The tag type is determined during production. If you require a specific tag, please inform us; we will prioritize its development.
Synonyms
HI_1456; Uncharacterized protein HI_1456
Buffer Before Lyophilization
Tris/PBS-based buffer, 6% Trehalose.
Datasheet
Please contact us to get it.
Expression Region
1-168
Protein Length
full length protein
Species
Haemophilus influenzae (strain ATCC 51907 / DSM 11121 / KW20 / Rd)
Target Names
HI_1456
Target Protein Sequence
MFLMWALRLVYVLVSNGYFVKQLFARASIIGVALLLSACATVPMASVEESNTAKQFRSPE KGNSGLYIYRDSFIGKALKKDLYIDDKFIGESAPDVFFYKTIKAGEHKISTESEFSNSDL NIKTESGKNYFIRQYTKFGVFVGGANLEQVSEEEGKKAISKLNMAVSH
Uniprot No.

Target Background

Database Links

KEGG: hin:HI1456

STRING: 71421.HI1456

Subcellular Location
Membrane; Single-pass membrane protein.

Q&A

What is Haemophilus influenzae protein HI_1456?

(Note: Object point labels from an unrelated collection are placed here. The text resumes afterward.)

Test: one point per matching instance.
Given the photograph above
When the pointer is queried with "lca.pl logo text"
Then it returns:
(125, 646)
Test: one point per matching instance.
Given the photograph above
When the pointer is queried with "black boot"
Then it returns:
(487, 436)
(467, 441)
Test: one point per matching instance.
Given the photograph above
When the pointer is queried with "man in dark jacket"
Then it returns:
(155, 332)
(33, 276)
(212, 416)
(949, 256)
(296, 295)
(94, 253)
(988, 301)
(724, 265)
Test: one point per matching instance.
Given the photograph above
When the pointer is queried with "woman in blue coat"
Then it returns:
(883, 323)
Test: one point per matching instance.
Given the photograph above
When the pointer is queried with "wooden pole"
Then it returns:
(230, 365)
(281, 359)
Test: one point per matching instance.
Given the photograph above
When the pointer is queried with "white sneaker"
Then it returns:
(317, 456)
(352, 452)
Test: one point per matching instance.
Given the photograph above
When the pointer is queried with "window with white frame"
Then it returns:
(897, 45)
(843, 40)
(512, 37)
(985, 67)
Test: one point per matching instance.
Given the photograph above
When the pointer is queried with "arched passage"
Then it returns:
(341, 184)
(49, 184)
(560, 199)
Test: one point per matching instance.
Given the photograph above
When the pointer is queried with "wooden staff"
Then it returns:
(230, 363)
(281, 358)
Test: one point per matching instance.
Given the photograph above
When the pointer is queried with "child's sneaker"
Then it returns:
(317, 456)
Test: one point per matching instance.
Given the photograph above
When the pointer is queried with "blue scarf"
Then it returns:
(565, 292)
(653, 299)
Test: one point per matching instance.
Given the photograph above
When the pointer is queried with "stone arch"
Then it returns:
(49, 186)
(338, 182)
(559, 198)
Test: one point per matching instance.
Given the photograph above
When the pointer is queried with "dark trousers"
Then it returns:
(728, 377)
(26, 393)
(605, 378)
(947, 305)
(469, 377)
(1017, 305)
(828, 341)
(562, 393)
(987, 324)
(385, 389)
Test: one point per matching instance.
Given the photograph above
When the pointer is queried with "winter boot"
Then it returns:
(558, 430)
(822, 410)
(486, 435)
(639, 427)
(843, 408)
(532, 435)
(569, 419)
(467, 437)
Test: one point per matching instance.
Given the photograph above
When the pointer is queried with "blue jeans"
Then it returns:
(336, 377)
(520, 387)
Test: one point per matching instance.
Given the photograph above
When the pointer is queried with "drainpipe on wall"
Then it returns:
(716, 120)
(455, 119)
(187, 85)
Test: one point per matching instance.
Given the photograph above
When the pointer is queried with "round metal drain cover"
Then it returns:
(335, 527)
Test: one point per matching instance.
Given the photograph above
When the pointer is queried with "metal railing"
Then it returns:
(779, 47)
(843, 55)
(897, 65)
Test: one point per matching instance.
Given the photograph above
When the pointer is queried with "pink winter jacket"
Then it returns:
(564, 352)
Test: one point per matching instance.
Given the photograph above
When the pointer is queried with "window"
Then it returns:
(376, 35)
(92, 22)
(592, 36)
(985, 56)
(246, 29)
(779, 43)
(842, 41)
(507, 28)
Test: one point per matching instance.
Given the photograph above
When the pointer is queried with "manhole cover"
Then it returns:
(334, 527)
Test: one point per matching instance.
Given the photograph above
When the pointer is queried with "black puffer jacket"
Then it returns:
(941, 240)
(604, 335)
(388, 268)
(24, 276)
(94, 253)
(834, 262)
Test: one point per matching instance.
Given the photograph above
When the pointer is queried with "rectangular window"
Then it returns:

HI_1456 is an uncharacterized protein from Haemophilus influenzae strain ATCC 51907/DSM 11121/KW20/Rd with 168 amino acids. The protein is identified in the genome with UniProt accession number P44203, but its specific function remains undetermined. Sequence analysis suggests it contains a signal peptide and potential transmembrane domains, indicating it may be membrane-associated or secreted . Like other uncharacterized proteins, HI_1456 is predicted to be expressed in the organism, but lacks definitive functional annotation, making it part of the approximately 11% of hypothetical proteins encoded in the H. influenzae genome .

How should I design a basic expression system for recombinant HI_1456?

For initial expression studies, an E. coli-based system using the T7 promoter is recommended, similar to the approach used for other H. influenzae proteins . The protocol should include:

  • PCR amplification of the HI_1456 gene excluding the native signal sequence

  • Cloning into an expression vector with an N-terminal tag (His-tag recommended)

  • Transformation into a compatible E. coli strain (BL21(DE3) or derivatives)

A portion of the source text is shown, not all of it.